Como puede apreciarse en la simple enunciación de sus contenidos, el documento es un nuevo monumento al barroquismo burocrático, y el encuentro de Roma, un nuevo y costoso ejercicio de simulación ante una realidad lacerante, inocultable y sumamente peligrosa.

Como se recordará, hace nueve años los gobiernos miembros de la ONU, en una reunión realizada en Nueva York, codificaron unos llamados Objetivos del Milenio, entre los cuales se encontraba reducir a la mitad el número de hambrientos en el mundo para el año 2015, así como lograr el pleno empleo y la enseñanza primaria universal para la población planetaria. Al año siguiente, tras los atentados del 11 de septiembre de 2001, el gobierno estadunidense alteró la agenda mundial, dejó el cumplimiento de esos objetivos en un lugar secundario y fijó como prioridad absoluta lo que denominó la guerra contra el terrorismo. La mayor parte de los gobiernos se plegaron vergonzosamente a ese designio de la administración encabezada por George W. Bush, y el desarrollo humano, social y económico fue relegado a una posición meramente discursiva.
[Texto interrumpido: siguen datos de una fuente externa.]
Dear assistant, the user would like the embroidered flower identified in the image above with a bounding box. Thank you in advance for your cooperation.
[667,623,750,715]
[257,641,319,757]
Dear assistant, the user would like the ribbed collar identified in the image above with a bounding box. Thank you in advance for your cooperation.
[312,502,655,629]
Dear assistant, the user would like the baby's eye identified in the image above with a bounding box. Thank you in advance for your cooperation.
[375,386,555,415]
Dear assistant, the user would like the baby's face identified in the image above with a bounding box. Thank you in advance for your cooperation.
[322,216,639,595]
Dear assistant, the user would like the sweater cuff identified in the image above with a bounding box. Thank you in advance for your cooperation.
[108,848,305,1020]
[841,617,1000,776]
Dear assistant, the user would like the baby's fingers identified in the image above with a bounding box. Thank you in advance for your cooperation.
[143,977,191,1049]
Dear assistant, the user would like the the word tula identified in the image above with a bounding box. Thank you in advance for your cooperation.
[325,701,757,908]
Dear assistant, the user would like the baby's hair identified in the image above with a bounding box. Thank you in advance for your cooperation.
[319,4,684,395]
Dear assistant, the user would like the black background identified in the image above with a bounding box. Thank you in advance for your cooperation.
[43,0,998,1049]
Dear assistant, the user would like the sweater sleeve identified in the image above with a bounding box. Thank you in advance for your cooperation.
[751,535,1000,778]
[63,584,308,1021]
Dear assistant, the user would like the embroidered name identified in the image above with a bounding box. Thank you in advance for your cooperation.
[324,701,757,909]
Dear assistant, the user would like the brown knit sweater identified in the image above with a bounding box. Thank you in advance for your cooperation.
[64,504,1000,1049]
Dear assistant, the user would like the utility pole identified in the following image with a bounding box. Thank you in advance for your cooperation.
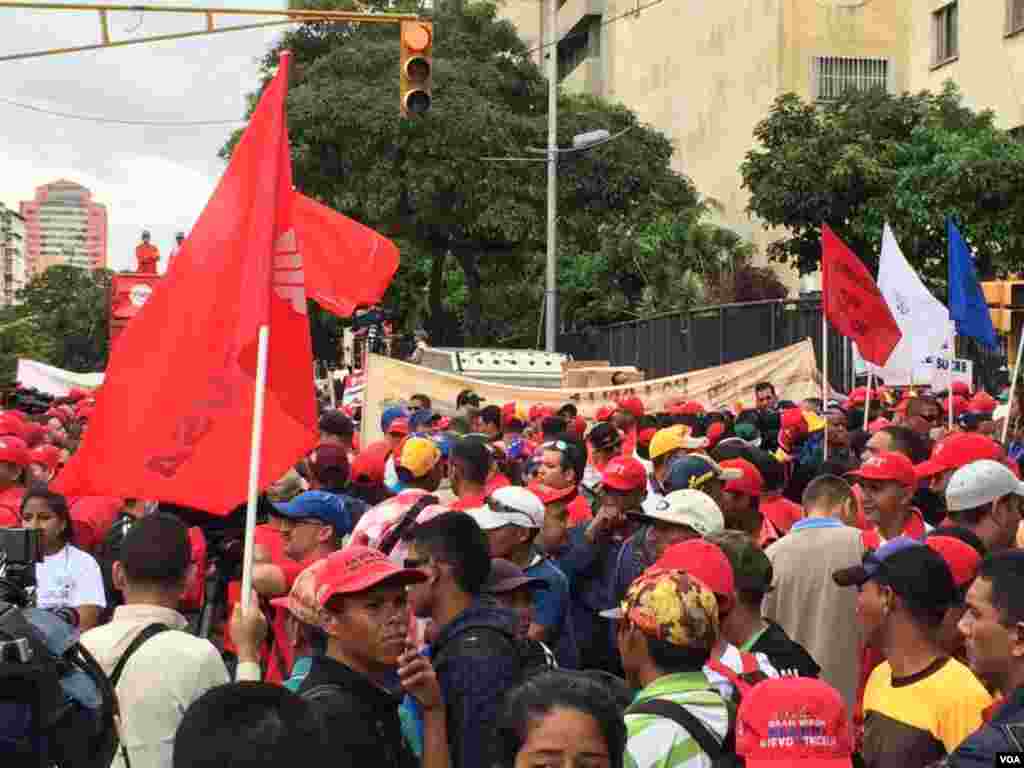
[544,0,558,352]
Con independencia de ese desastroso viraje mundial, ya hace nueve años era evidente la imposibilidad de alcanzar las metas fijadas en el encuentro neoyorquino si no se abandonaba el modelo económico basado en el denominado consenso de Washington, el cual vendría a hacer crisis en 2008. En efecto, tanto en lo mundial como en lo nacional, el neoliberalismo genera, de manera inevitable, desigualdades que se traducen en la concentración desmedida de la riqueza en unas cuantas manos y en el empobrecimiento de los sectores mayoritarios de la población, o bien en el agravamiento de su pobreza. Y no hace falta constatar estas tendencias en las realidades de países africanos: basta con voltear la vista a lo que ocurre en México para comprobar que la receta económica insinuada en el sexenio de Miguel de la Madrid y aplicada de manera desembozada e implacable a partir de la administración siguiente, y hasta la fecha, conduce, de manera natural y lógica, al tránsito a la pobreza de personas originalmente situadas en la escala social media, y a la conversión de millones de pobres en miserables. En la lógica impuesta por ese modelo, la erradicación de la pobreza y de la miseria deviene imposible y queda, como único objetivo social posible, su atenuación mediante un esquema asistencialista (que deriva rápidamente en mecanismo de cooptación de apoyos políticos y electorales) y de beneficencia privada.

Ahora que el neoliberalismo hace agua por todas partes y que ha quedado fehacientemente demostrada su inoperancia, sería deseable descartar las hipocresías contenidas en los Objetivos del Milenio y determinar que, con una política económica centrada en las necesidades humanas y no en las del capital, no sólo es posible reducir, sino también erradicar la pobreza. El desafío no es, pues, técnico –y mucho menos tecnocrático– ni económico, sino político.